Samantha Briscoe adds: ‘The best way to manage sleep paralysis is to ensure you get enough good quality sleep; aiming to get six to eight hours of sleep and to have a regular bedtime and waketime in the morning.
‘If episodes are stress or anxiety-related then seek advice and treatment from your GP to manage these underlying conditions and the sleep paralysis should resolve.
‘The most important step in treating sleep paralysis is to speak to a specialist to identify and treat any underlying problems that may be contributing to events. A focus on good sleep hygiene is vital to reduce episodes due to the strong link with poor and disrupted sleep.
‘Some medications are available to treat sleep paralysis by suppressing REM sleep; these medications can have side effects and can produce a rebound effect once they are stopped, so it is important that all other avenues are explored first.’
For Chris, nothing has helped to reduce the episodes of sleep paralysis over the years but he has found he is able to force himself out of them when they do happen.
He says: ‘I haven’t really found anything that helps as it doesn’t always happen in line with what I know to be my triggers.
‘I do manage to ‘break’ the paralysis by ‘jolting’ myself awake, most often by trying to force my shoulders forward. Sometimes it takes a couple of jolts for me to awake, which can get scary if it doesn’t work after the first couple of times.
‘Sometimes I can go months without experiencing it, but when I am having episodes I can have up to four to five instances of paralysis in a single night.’
Floriane adds that it can be very difficult as it’s hard to predict and it means she ends up running late.
She explains: ‘If I’m having a nap, I make sure to have a timer set so I’m not asleep for longer than 25 minutes at a time, even if I have to reset it. Anything longer than that my body gets really confused and it can trigger sleep paralysis.
‘When it comes to sleeping at night, there aren’t really many things that help. I just make sure I have plenty of alarms set up an hour and a half to two hours before I have to actually be up (three hours if I know I’ve been experiencing it recently). It’s very tiring but it helps me (and reassures me) make sure I’ll be awake by a certain time.
‘I have an alarm every 15 minutes (+ snooze…) – For example, if I had to be up at 8:30am, my alarms would start at 5:30, 5:45, 6, 6:15… until 8:30 during a bad period.’
After eight years dealing with sleep paralysis, Ciara has found some things that can help her.

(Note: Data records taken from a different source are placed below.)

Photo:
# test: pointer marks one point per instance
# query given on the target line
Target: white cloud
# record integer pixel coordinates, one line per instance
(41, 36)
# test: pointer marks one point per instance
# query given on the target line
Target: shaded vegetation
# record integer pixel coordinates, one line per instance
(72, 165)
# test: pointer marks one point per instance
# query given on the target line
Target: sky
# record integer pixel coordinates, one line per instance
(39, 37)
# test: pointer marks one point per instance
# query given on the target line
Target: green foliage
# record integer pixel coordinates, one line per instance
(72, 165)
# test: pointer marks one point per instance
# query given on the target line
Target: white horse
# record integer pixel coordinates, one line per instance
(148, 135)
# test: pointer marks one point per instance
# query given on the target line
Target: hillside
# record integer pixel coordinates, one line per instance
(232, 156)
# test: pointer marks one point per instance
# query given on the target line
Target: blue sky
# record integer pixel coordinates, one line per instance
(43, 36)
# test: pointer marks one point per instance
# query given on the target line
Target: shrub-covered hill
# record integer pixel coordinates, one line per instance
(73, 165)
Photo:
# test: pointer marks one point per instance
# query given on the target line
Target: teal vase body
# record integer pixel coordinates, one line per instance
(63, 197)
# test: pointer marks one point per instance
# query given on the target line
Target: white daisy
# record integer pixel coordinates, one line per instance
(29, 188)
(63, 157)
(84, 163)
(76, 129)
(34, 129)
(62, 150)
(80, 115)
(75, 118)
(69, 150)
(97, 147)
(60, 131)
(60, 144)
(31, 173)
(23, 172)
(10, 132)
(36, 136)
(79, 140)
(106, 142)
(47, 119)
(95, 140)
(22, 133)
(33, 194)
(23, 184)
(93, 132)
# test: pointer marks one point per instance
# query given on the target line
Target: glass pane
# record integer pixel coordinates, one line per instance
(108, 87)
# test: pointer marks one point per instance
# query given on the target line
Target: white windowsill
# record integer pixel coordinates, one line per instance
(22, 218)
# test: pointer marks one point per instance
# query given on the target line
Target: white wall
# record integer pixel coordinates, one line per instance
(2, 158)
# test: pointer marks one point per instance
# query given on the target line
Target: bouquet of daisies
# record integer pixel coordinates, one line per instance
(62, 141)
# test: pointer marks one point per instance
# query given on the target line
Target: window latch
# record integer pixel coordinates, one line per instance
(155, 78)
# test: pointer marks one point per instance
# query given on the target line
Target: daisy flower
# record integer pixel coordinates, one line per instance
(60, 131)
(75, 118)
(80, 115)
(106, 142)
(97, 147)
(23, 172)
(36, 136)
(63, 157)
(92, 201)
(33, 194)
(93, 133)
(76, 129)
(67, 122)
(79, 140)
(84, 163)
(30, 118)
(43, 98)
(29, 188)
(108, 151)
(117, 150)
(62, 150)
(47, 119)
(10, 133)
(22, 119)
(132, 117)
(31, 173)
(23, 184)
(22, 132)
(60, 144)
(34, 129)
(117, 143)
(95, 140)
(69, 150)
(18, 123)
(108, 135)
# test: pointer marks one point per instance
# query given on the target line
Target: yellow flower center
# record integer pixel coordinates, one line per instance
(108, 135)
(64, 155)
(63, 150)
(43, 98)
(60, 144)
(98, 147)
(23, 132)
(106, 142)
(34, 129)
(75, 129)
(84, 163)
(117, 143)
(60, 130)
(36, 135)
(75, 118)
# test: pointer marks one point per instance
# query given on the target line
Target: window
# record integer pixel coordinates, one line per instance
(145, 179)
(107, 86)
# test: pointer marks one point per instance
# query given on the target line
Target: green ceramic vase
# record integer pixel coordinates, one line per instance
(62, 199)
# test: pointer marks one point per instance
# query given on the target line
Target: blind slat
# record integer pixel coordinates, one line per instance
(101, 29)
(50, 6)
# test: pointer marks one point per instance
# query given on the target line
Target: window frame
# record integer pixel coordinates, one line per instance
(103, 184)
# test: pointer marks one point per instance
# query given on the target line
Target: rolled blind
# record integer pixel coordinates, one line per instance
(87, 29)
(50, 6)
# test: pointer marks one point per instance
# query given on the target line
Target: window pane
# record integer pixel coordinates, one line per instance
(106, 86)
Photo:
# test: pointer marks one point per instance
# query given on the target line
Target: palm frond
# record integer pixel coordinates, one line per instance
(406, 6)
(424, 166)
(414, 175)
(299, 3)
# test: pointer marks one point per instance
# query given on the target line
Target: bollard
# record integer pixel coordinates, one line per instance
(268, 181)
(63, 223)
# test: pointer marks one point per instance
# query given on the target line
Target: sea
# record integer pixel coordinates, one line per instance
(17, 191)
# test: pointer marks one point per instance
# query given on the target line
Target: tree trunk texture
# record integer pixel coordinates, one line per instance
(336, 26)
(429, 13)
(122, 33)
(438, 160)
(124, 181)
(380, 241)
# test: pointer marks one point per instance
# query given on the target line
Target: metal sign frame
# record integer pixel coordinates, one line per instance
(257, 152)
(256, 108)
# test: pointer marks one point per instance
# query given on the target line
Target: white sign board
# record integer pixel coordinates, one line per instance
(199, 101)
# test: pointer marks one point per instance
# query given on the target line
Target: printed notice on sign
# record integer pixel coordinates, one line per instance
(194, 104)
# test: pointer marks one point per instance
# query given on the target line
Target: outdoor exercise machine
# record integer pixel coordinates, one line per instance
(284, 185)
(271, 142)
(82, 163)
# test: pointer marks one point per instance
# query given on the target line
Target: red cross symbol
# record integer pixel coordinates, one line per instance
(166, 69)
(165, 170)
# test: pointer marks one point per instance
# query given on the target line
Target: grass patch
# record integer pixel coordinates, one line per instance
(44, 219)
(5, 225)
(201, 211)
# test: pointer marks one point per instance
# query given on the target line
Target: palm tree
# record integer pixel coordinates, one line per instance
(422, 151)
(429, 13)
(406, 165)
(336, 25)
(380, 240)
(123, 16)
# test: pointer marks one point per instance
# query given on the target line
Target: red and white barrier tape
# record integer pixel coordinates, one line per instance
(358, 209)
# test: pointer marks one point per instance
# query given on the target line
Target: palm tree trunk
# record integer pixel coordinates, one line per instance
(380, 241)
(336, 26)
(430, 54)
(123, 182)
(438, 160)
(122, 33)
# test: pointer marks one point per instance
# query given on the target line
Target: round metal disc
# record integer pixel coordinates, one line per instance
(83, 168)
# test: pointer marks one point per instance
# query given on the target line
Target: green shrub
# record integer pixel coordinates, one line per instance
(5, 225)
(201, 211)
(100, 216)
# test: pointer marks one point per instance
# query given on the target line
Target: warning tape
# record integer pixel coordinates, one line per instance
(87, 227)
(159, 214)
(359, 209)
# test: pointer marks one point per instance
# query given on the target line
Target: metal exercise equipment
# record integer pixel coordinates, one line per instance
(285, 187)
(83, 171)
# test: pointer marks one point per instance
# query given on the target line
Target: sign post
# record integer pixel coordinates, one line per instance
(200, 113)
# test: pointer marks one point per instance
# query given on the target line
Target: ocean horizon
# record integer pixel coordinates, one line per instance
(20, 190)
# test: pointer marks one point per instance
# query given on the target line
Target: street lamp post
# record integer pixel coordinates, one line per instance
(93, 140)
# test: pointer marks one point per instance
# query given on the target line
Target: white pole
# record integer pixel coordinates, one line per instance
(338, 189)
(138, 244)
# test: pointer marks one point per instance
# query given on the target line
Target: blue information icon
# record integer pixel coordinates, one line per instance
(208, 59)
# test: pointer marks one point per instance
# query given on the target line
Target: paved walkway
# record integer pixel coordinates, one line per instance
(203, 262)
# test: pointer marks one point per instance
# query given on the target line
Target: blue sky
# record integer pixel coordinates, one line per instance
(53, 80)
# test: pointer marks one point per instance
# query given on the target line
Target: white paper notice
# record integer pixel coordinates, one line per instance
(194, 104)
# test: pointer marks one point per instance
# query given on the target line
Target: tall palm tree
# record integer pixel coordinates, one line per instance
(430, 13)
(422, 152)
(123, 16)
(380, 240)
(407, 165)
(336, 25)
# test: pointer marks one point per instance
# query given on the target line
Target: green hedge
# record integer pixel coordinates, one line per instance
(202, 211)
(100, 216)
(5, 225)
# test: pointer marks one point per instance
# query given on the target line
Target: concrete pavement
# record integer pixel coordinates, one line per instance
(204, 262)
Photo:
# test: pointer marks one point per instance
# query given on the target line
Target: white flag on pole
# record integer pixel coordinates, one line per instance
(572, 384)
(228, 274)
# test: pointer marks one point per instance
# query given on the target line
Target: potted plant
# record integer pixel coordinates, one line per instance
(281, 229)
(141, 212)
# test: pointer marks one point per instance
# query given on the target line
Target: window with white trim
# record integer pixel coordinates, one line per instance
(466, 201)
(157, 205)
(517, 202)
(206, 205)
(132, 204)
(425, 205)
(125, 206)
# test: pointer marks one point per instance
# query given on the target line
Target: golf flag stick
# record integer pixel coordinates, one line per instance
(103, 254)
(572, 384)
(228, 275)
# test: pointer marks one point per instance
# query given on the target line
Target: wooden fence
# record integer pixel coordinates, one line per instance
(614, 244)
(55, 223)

She explains: ‘I read up a lot about it – for me, knowing how something works helps to solve a problem. So I did some research on techniques to deal with it in real-time.
‘There’s the obvious trying to avoid stress (millennial living and working in London, lol, ok), cutting down on caffeine, and stop burning the candle at both ends.
‘But I’ve now trained myself to know when it’s happening – after the first few moments of ‘WTF’ terror and panic when you wake up in your mind, but nowhere else – I read an article that said to start trying to pull yourself out of it by beginning with wiggling your fingertips and toes. Then gradually your fingers, feet, hands, wrists and the rest follows.
‘It took a few years, but now I panic a lot less as if it happens I almost immediately think ‘ah, hello, i know this’, and do the wiggly technique.’